Enabling Offload for Dataset

Ascend GPU CPU Data Preparation

Overview

The offload feature may speed up data processing by moving dataset operations from dataset pipeline to computation graph, allowing these operations to be run by the hardware accelerator. It will offload only the supported dataset operations at the end of the pipeline to the accelerator. This includes consecutive data augmentation operators which are used in the map data processing operator, granted they come at the end of the dataset pipeline. It can also split individual map data processing operator to allow for more of the individual dataset operations to be offloaded.

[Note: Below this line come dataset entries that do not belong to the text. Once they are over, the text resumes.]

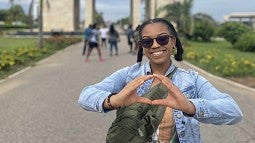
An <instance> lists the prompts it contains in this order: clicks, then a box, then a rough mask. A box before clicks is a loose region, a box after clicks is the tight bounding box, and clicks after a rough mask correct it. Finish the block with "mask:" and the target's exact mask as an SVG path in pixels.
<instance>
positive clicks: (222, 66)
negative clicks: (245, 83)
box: [184, 40, 255, 77]
mask: <svg viewBox="0 0 255 143" xmlns="http://www.w3.org/2000/svg"><path fill="white" fill-rule="evenodd" d="M188 43H189V44H188V46H185V49H184V50H185V60H187V61H189V62H191V63H192V64H194V65H197V66H199V67H201V68H202V69H205V70H207V71H209V72H210V73H213V74H216V75H219V76H223V77H230V76H236V77H244V76H253V77H255V56H254V53H252V52H242V51H240V50H238V49H234V48H232V45H231V44H230V43H228V42H226V41H224V40H220V41H213V42H209V43H208V42H197V41H189V42H188Z"/></svg>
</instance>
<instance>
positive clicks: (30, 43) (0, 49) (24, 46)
mask: <svg viewBox="0 0 255 143" xmlns="http://www.w3.org/2000/svg"><path fill="white" fill-rule="evenodd" d="M0 43H1V44H0V50H12V49H17V48H22V47H24V48H26V47H29V48H30V47H36V46H37V38H9V37H0Z"/></svg>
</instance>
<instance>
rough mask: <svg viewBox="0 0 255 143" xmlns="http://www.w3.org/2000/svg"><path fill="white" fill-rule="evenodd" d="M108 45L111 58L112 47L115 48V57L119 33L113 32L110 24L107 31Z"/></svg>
mask: <svg viewBox="0 0 255 143" xmlns="http://www.w3.org/2000/svg"><path fill="white" fill-rule="evenodd" d="M108 34H109V37H108V38H109V39H108V41H109V44H110V56H112V50H113V47H114V48H115V55H116V56H117V55H118V51H119V49H118V42H120V37H119V33H118V31H117V30H115V28H114V25H113V24H112V25H111V26H110V30H109V33H108Z"/></svg>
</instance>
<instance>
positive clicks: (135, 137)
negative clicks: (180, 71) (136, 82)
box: [106, 67, 177, 143]
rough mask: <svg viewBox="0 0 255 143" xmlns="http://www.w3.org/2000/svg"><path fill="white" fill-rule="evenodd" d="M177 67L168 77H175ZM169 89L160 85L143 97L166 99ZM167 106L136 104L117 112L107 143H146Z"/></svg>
mask: <svg viewBox="0 0 255 143" xmlns="http://www.w3.org/2000/svg"><path fill="white" fill-rule="evenodd" d="M176 69H177V67H175V69H174V70H173V71H172V72H171V73H170V74H169V75H168V76H167V77H169V78H170V79H171V78H172V77H173V75H174V73H175V71H176ZM167 94H168V89H167V88H166V87H165V86H164V85H163V84H162V83H159V84H157V85H155V86H154V87H152V88H151V89H150V91H149V92H148V93H145V94H143V95H142V97H146V98H149V99H151V100H156V99H162V98H166V97H167ZM165 110H166V107H165V106H155V105H148V104H142V103H134V104H132V105H130V106H126V107H122V108H120V109H118V110H117V113H116V119H115V120H114V121H113V123H112V125H111V127H110V128H109V129H108V133H107V136H106V142H107V143H120V142H121V143H128V142H135V143H137V142H146V141H149V140H150V139H151V136H152V134H153V133H154V132H155V131H156V130H157V128H158V126H159V124H160V122H161V120H162V118H163V116H164V113H165Z"/></svg>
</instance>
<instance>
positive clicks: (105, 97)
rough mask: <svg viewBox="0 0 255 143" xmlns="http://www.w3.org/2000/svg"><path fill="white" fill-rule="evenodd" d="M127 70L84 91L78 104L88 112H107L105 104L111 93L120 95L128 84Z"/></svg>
mask: <svg viewBox="0 0 255 143" xmlns="http://www.w3.org/2000/svg"><path fill="white" fill-rule="evenodd" d="M126 72H127V68H124V69H122V70H119V71H117V72H115V73H113V74H112V75H110V76H108V77H106V78H105V79H103V80H102V81H101V82H99V83H96V84H94V85H90V86H86V87H84V88H83V89H82V91H81V94H80V97H79V99H78V103H79V104H80V106H81V107H82V108H83V109H85V110H88V111H94V112H105V111H104V110H103V102H104V100H105V99H106V98H107V96H108V95H109V94H111V93H118V92H119V91H120V90H121V89H122V88H123V87H124V86H125V84H126V82H125V81H126V80H125V79H126V77H125V76H126V75H127V74H125V73H126Z"/></svg>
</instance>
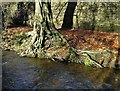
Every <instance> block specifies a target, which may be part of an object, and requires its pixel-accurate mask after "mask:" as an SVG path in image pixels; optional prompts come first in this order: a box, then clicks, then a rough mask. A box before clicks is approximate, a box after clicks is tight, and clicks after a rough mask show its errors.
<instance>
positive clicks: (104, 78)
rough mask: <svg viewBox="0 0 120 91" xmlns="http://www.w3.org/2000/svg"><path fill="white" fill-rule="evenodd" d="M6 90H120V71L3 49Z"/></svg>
mask: <svg viewBox="0 0 120 91" xmlns="http://www.w3.org/2000/svg"><path fill="white" fill-rule="evenodd" d="M2 61H3V62H2V68H3V89H4V88H7V89H29V88H30V89H31V88H32V89H41V88H42V89H46V88H47V89H59V88H61V89H62V88H65V89H79V88H80V89H83V88H90V89H91V88H98V89H101V88H116V89H120V70H115V69H108V68H105V69H97V68H91V67H86V66H83V65H80V64H75V63H69V64H67V63H62V62H53V61H50V60H48V59H38V58H27V57H19V56H17V55H16V53H15V52H12V51H3V60H2Z"/></svg>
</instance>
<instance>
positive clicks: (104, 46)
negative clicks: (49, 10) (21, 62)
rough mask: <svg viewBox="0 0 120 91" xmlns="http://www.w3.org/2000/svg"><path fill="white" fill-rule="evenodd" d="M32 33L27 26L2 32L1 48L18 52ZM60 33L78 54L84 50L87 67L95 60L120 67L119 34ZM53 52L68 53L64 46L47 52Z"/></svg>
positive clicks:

The current supported data augmentation operators which can be offloaded are:

Operator Name

Operator Path

Operator Introduction

HWC2CHW

mindspore.dataset.vision.c_transforms.py

Transpose a Numpy image array from shape (H, W, C) to shape (C, H, W)

Normalize

mindspore.dataset.vision.c_transforms.py

Normalize the input Numpy image array of shape (H, W, C) with the given mean and standard deviation

RandomColorAdjust

mindspore.dataset.vision.c_transforms.py

Perform a random brightness, contrast, saturation, and hue adjustment on the input PIL image

RandomHorizontalFlip

mindspore.dataset.vision.c_transforms.py

Randomly flip the input image horizontally with a given probability

RandomSharpness

mindspore.dataset.vision.c_transforms.py

Adjust the sharpness of the input PIL Image by a random degree

RandomVerticalFlip

mindspore.dataset.vision.c_transforms.py

Randomly flip the input image vertically with a given probability

Rescale

mindspore.dataset.vision.c_transforms.py

Rescale the input image with the given rescale and shift

Offload Process

The following figures show the typical computation process of offload hardware accelerator in the given dataset pipeline.

offload

Offload has two new API changes to let users enable this functionality:

  1. A new argument “offload” is added to the map dataset processing operator.

  2. A new API “set_auto_offload” is introduced to the dataset config.

To check if the data augmentation operators are offloaded to the accelerator, users can save and check the computation graph IR files which will have the related operator written before the model structure. The offload feature is currently available for both dataset sink mode (dataset_sink_mode=True) and dataset non-sink mode (dataset_sink_mode=False).

Enabling Offload

There are two options to enable offload.

Option 1

Use the global config to set automatic offload. In this case, the offload argument for all map data processing operators will be set to True (see Option 2). However, if the offload argument is given for a specific map operator, it will have priority over the global config option.

import mindspore.dataset as ds
ds.config.set_auto_offload(True)

Option 2

Set the argument offload to True in the map data processing operator (by default it is set to None).

import mindspore.dataset as ds
import mindspore.dataset.vision.c_transforms as C

dataset = ds.ImageFolder(dir)
image_ops = [C.RandomCropDecodeResize(train_image_size), C.RandomHorizontalFlip(prob=0.5), C.Normalize(mean=mean, std=std), C.HWC2CHW()]
dataset = dataset.map(operations=type_cast_op, input_columns= "label")
dataset = dataset.map(operations=image_ops , input_columns="image", offload=True)

Constraints

The offload hardware accelerator feature is still in development phase. The current usage is limited under the following constraints:

  1. Dataset should only contain “image” and “label” columns.

  2. Offload feature does not support concatenated or zipped datasets currently.

  3. The map operation(s) you wish to offload must be the last map operations in the pipeline. This includes map operations done to other dataset columns, for instance, dataset = dataset.map(operations=type_cast_op, input_columns= "label") must come before dataset = dataset.map(operations=image_ops , input_columns="image", offload=True).

  4. Offload feature does not support map operations with a user specified output_columns.